According to the National Alliance on Mental Illness, the mental health movement in the workplace has been growing for several years. Beginning in 2022, AIC’s Health and Safety (H&S) Network has been working to better understand the mental stresses conservators face in the workplace and developing resources that meet the needs of the community. In 2024, the H&S Network conducted two conservator-base mental health focus groups moderated by Dr. Stephanie Arel, who has conducted research on trauma in memorial museums around the world. Now this program is being expanded to those who work in the wider cultural heritage sector starting with the C2C Care Community and its vibrant collective of small and mid-sized institutions.
For this webinar panelists will present the findings on mental health in the field of conservation and the wider museum worker community. A modified version of the H&S Network mental health survey tailored for those who work in the cultural heritage sector, will be sent out to registered participants and the results shared during the webinar.
Presenters
- Dr. Stephanie N. Arel, Fordham University
- Stephanie Arel teaches at Fordham University. She previously held an Andrew W. Mellon Fellowship at the National September 11 Memorial & Museum and served simultaneously as a visiting researcher at New York University (2017-2019). She is the author of Bearing Witness: The Wounds of Mass Trauma at Memorial Museums (Fortress 2023), a book that considers the emotional, spiritual, and physical costs of mediating human suffering in various staff roles at memorial museums around the globe. Her other books include Affect Theory, Shame and Christian Formation (Palgrave Macmillan 2016), Post-Traumatic Public Theology (coeditor, Palgrave Macmillan 2016), Ideology and Utopia in the Twenty-First Century: The Surplus of Meaning in Ricoeur’s Dialectical Concept (coeditor, Lexington 2018), and Probing Human Dignity: Exploring Thresholds from an Interdisciplinary Perspectives (coeditor, Springer 2024). She holds a certificate in treatment for trauma in the clinical setting from the New York Institute in Psychoanalysis and has been teaching trauma theory and theology for 12 years.
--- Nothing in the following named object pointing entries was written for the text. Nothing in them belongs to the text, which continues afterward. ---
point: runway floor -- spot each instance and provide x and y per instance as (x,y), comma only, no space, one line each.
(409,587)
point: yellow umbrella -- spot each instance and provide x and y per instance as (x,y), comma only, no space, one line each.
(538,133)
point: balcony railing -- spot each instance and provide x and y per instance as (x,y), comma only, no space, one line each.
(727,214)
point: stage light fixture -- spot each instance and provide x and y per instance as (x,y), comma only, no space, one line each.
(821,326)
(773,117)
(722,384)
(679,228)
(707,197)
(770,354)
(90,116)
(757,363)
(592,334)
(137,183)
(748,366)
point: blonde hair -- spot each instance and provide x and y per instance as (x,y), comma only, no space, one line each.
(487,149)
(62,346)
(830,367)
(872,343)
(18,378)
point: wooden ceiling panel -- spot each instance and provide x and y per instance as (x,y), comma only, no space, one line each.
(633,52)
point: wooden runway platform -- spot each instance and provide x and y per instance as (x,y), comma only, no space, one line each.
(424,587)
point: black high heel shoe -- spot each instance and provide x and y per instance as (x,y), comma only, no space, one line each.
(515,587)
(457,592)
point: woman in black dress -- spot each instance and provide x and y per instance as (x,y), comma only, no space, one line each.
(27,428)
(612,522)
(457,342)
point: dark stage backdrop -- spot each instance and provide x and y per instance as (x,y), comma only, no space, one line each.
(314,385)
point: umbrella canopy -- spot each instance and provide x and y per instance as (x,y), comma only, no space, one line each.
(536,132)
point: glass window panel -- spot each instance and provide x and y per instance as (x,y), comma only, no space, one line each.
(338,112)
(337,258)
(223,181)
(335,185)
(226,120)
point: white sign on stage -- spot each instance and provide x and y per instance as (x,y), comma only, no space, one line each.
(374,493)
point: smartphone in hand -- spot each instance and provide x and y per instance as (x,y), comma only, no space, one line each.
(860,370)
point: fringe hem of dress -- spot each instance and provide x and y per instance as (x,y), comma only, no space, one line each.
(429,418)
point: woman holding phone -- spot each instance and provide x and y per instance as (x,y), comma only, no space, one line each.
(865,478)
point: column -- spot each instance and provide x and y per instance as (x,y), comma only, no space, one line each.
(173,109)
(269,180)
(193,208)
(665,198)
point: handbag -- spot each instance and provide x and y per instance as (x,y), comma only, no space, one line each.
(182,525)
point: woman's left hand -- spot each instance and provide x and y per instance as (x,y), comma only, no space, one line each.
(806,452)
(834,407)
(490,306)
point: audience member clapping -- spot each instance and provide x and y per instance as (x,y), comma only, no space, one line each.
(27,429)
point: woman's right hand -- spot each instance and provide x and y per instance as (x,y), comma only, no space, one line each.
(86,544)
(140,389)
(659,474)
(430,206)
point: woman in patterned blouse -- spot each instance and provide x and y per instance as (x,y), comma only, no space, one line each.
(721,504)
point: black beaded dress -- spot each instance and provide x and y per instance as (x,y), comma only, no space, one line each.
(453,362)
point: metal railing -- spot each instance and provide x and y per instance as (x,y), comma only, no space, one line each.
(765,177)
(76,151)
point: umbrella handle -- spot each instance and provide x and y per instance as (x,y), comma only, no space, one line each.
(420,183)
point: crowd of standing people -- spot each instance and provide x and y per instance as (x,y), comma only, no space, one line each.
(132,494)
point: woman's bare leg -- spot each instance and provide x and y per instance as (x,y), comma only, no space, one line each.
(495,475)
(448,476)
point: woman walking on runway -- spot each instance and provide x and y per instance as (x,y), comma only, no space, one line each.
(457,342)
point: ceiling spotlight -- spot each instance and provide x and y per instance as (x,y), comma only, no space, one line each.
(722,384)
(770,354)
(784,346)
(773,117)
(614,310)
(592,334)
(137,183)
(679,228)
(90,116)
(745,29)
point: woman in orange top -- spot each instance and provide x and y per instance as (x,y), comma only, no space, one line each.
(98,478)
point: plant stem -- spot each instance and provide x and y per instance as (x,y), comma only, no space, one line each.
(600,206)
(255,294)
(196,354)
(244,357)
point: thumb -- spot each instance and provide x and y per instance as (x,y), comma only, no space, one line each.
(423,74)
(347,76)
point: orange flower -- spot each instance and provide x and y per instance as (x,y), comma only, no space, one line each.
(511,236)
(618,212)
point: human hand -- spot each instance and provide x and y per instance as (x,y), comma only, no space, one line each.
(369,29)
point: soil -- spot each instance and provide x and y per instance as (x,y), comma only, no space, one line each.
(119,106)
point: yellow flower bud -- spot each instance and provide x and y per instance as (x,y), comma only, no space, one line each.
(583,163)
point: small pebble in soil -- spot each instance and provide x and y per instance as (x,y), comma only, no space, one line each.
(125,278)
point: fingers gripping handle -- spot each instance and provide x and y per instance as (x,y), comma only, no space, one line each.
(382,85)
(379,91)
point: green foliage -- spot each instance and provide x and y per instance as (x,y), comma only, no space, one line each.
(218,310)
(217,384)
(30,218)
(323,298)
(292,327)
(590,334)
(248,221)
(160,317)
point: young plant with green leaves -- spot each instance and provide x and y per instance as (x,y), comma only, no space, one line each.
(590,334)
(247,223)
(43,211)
- Stephanie Black, Conservator, Anchorage Museums/Chair, AIC Health & Safety Network
- Stephanie Black is the Conservator at the Anchorage Museum in Anchorage, Alaska and Chair of the American Institute of Conservation’s Health and Safety Network. She specializes in the conservation and care of archaeological, indigenous and world cultures, and natural history collections. Her areas of interest are in collaborative conservation and collections care, laboratory health and safety, mental health in the workplace, and conservation education. Stephanie previously worked as an Assistant Conservator at the Field Museum on the Native North American Hall Renovation Project, the Institute for the Study of Ancient Cultures Museum (formerly the Oriental Institute) on their Gallery Enhancement Project, both in Chicago, Illinois. She also worked as an objects’ conservator and laboratory technician for the MSc Conservation Studies program offered at University College London Qatar in Doha, Qatar. Stephanie holds a MSc in Conservation for Archaeology and Museums and a MA in Principles of Conservation from University College London in the United Kingdom, as well as a Bachelor of Arts in Art Conservation and Art History from the University of Delaware.
- Dr. Holly Cusack-McVeigh, Indiana University Indianapolis (IUI), Associate Professor of Anthropology and Museum Studies, Public Scholar of Collections and Community Curation, Adjunct Associate Professor of Native American and Indigenous Studies
- Holly Cusack-McVeigh is a Professor of Anthropology and Museum Studies at Indiana University Indianapolis (IUI). She holds appointments as a Public Scholar of Collections and Community Curation and as a Professor of Native American and Indigenous studies. Her research focuses on cultural heritage, repatriation, and toxic heritage. She has worked in the cultural heritage and preservation fields for decades, supporting Native American and Indigenous communities in Alaska, the continental US, Canada, Haiti, New Zealand, Peru, and South Africa.
- Dr. Mark Wilson, Clinical Assistant Professor, Occupational and Environmental Health, Sciences | Biomedical Health Sciences, Purdue University
- Dr. Mark Wilson is a clinical assistant professor for the Occupational & Environmental Health Sciences and the Biomedical Sciences programs in the School of Health Sciences at Purdue University. He received a B.S. and M.S. in industrial hygiene from Purdue University, a Doctor of Chiropractic (D.C.) degree from National University of Health Sciences., and a Ph.D. in Public Health, with a concentration of Environmental and Occupational Health Sciences, from the University of Illinois at Chicago.